Wanted quiet, cultured cricketers
Bangalore can be a contradiction. The people can come across as laidback and quiet people and yet ambitious. Its cricketers have certainly mirrored that. They have all have been quiet cultured men who played the game with great success. The city and the state have produced some of the best Indian players. At one point, in the late '90s, nearly 3/4th of the Indian team came from Karnataka.
Bangalore didn't enjoy the British patronage of cricket that was extended to the port cities of Bombay, Calcutta or Chennai. It was only in the late '50s and '60s that Bangalore began to emerge as a serious competitor. Over the next couple of decades cricket won institutional support from banks and public sector units while private, corporate sponsorship came in the '90s.
Cricketing history has reflected the realities of the society. Karnataka have a long-standing water dispute with Tamil Nadu and its embers can be found in their cricketing rivalry as well. There have been numerous cases of crowd troubles in the encounters between the two teams in the past.

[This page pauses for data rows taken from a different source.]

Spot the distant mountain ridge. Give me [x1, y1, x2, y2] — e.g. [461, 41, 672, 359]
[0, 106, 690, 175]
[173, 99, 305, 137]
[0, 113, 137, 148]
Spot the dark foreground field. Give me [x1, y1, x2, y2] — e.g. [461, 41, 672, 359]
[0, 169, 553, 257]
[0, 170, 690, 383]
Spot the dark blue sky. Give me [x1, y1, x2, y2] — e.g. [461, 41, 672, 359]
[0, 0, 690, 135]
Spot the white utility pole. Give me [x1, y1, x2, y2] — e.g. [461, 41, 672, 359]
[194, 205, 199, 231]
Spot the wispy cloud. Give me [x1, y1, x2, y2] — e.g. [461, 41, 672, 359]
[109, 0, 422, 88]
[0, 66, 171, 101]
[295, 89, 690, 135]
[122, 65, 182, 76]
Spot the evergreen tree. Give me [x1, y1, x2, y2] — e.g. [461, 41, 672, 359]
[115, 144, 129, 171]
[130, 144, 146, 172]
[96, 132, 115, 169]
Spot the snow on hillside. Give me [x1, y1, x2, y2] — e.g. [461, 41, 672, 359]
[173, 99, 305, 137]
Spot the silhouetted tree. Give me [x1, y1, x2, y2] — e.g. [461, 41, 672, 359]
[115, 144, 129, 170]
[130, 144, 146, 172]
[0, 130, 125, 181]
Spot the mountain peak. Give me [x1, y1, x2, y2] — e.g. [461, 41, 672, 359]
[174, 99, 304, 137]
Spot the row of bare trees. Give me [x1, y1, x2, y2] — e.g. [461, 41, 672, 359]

Originally named the Karnataka State Cricket Association Stadium, the ground was renamed after M Chinnaswamy, who was the president of the Indian board from 1977 until 1980. It also houses the National Cricket Academy. The stadium was given Test status in 1974-75 and hosted West Indies in the opening match and it hosted its first ODI in 1982.
India v Pakistan, World Cup quarter-final, March 1996
It was the first game played under the flood-lights in this stadium. Wasim Akram pulled out of the game at the last minute and India moved slowly to 168 for 2. It was Ajay Jadeja who provided the late impetus with a 25-ball 45 that included a thrilling counterattack against Waqar Younis whose first eight overs had cost just 27. Chasing 288, Pakistan reached 113 for 2 from 15 overs but started to derail after Aamir Sohail fell, slashing wildly at Venkatesh Prasad.
India v Australia, Titan Cup, October 1996
Mark Taylor made his first ODI hundred in his 98th game but Australia collapsed to post 215. India looked down and out when Sachin Tendulkar was eighth out at 164 but Javagal Srinath and Anil Kumble starred with an unbroken match-winning stand of 52 in seven overs.
Karnataka have won the Ranji Trophy six times and has come second five times. The Karnataka-Tamil Nadu rivalry matched the Mumbai-Delhi contests in intensity and in its following. Its most recent wins were in the 1998-99 season and the 1997-98 season. They reached the final in 2009-10 but lost out to Mumbai in a thriller.
The ICC pitch committee had expressed few concerns over "the worn-out pitch and the shabby outfield" during an inspection in February 2010 but they were satisfied with the work done on it after that. It was named the "best ground" after the IPL 2010. The local IPL team, Royal Challengers Bangalore, reached the tournament final in 2009 and 2011.